La sottosegretaria all’Economia Lucia Albano ha preso atto dei ritardi del governo – mancavano anche gli emendamenti dei relatori – e ha sconvocato la seduta dopo nemmeno un’ora, tra il caos e le proteste dell’opposizione. Martedì mattina Giorgetti, con un laconico comunicato del Mef di tre righe, ha stoppato il tentativo di FI di allungare i tempi del Superbonus: «Nessuna modifica che comporti ulteriore spesa».

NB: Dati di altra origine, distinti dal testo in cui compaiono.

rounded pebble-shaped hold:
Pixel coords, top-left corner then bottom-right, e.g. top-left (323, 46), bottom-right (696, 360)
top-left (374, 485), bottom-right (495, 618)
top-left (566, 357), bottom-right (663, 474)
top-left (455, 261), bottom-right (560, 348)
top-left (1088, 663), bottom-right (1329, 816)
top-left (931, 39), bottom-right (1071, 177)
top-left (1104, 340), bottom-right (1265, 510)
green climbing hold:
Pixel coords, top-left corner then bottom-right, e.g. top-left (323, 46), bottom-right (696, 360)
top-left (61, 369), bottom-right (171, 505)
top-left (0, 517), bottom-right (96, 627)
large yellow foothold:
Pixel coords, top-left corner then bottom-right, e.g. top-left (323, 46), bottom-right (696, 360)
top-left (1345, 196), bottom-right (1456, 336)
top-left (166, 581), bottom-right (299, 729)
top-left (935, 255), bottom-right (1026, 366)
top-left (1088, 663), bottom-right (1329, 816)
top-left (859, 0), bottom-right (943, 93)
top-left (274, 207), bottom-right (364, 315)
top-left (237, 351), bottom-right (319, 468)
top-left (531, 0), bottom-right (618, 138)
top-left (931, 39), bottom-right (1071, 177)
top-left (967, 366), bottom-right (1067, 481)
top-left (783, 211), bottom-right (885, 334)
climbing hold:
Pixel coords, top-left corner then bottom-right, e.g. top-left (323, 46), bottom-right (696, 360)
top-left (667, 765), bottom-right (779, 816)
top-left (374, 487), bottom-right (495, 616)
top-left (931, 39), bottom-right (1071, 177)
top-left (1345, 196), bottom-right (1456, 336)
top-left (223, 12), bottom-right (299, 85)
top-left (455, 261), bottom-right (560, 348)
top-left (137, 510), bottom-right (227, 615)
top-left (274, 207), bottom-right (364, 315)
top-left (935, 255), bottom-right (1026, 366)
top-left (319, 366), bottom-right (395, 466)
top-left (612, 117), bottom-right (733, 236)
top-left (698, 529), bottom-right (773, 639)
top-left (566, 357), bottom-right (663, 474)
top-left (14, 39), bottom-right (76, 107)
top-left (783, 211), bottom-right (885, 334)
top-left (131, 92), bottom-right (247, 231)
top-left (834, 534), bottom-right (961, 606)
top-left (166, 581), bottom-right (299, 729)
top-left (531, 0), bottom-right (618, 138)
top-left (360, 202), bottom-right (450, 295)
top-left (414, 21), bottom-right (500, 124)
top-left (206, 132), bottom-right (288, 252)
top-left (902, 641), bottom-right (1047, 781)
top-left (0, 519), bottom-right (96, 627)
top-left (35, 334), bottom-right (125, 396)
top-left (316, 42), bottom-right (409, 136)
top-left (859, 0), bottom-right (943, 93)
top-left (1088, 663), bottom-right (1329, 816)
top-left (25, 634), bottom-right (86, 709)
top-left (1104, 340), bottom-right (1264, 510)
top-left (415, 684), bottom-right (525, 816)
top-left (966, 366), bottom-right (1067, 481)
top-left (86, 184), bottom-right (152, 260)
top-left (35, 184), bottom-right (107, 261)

La road-map adesso è serratissima: discussione in Aula a Palazzo Madama dal 18 dicembre (anziché l’11, primo intoppo che Meloni e i suoi avrebbero volentieri evitato) e poi al galoppo fino alla Camera per giungere all’approvazione definitiva della manovra che a questo punto non potrà che arrivare al fotofinish nella settimana tra Natale e l’ultimo dell’anno. Nonostante il disegno di Legge di Bilancio debba essere trasmesso alle Camere dall’esecutivo di turno entro il 20 ottobre, dalla scorsa legislatura questo termine non è stato rispettato da nessun governo.

Quello guidato da Meloni non fa eccezione: il percorso che negli intenti doveva essere il più possibile liscio e senza intoppi si sta rivelando piuttosto accidentato. Tra gli emendamenti depositati dal governo nella serata di giovedì quello più discusso è stato lo stanziamento per le forze dell’Ordine (Polizia, Esercito, Vigili del Fuoco). Per stanare dalle pieghe del bilancio i 100 milioni è stata dimezzata la dote per consentire le modifiche parlamentari (da 100 milioni a 50) e tagliato di 15 milioni l’anno per tre anni, per complessivi 45 milioni, il nuovo fondo per l’accoglienza dei migranti e dei minori non accompagnati, predisposto ad hoc proprio dall’esecutivo con il decreto Anticipi.

Con questo meccanismo contabile si sono reperite le risorse così distribuite: un fondo da 32 milioni per il biennio 2024-2025 e 42 milioni di euro all’anno dal 2026 per l’aumento delle risorse destinate ai trattamenti economici accessori del comparto difesa, sicurezza e soccorso pubblico. 38,3 milioni di euro annui dal 2024 al 2026 saranno a disposizione del personale di Forze di polizia, Forze armate e Corpo dei Vigili del fuoco per contrarre polizze assicurative per copertura sanitaria e infortunistica complementare e integrativa. Denaro attinto non solo dal fondo migranti ma anche da risorse dei ministeri dell’Economia, della Giustizia, dell’Interno, delle Infrastrutture e della Difesa (30 milioni nel 2024 e 35 dal 2025).

Anche il tesoretto per le modifiche parlamentari (nel testo base della manovra aumentato strutturalmente di 100 milioni l’anno) viene diminuito sia per il prossimo sia per quelli a venire: circa 48 milioni in meno nel 2025 e 2026 e circa 25 milioni nel 2027.

Il relatore di FI Dario Damiani ha promesso che quei soldi saranno ripristinati ma le opposizioni, Movimento Cinque Stelle in primis, hanno fatto sapere che d’ora in poi non ci sarà più alcuna condivisione del percorso. Anche l’intervento più atteso sulle pensioni di alcune categorie della pubblica amministrazione non ha placato le proteste: la correzione (niente penalizzazione sul calcolo dell’assegno di vecchiaia e sui trattamenti anticipati purché maturati entro il 31 dicembre 2023, riduzione delle aliquote di rendimento per tutte le pensioni anticipate con sistema misto maturate dal 2024, con un taglio che si alleggerisce per il personale sanitario.

Dal 2025, invece, si allungano le finestre di decorrenza per le pensioni anticipate, che a regime – dal 2028 – dureranno addirittura nove mesi) non convince né le minoranze né i sindacati, nemmeno quelli dei medici, che infatti hanno confermato lo sciopero nazionale del 18 dicembre. Per il Governo, l’unica soluzione adesso è pigiare sul pedale dell’acceleratore.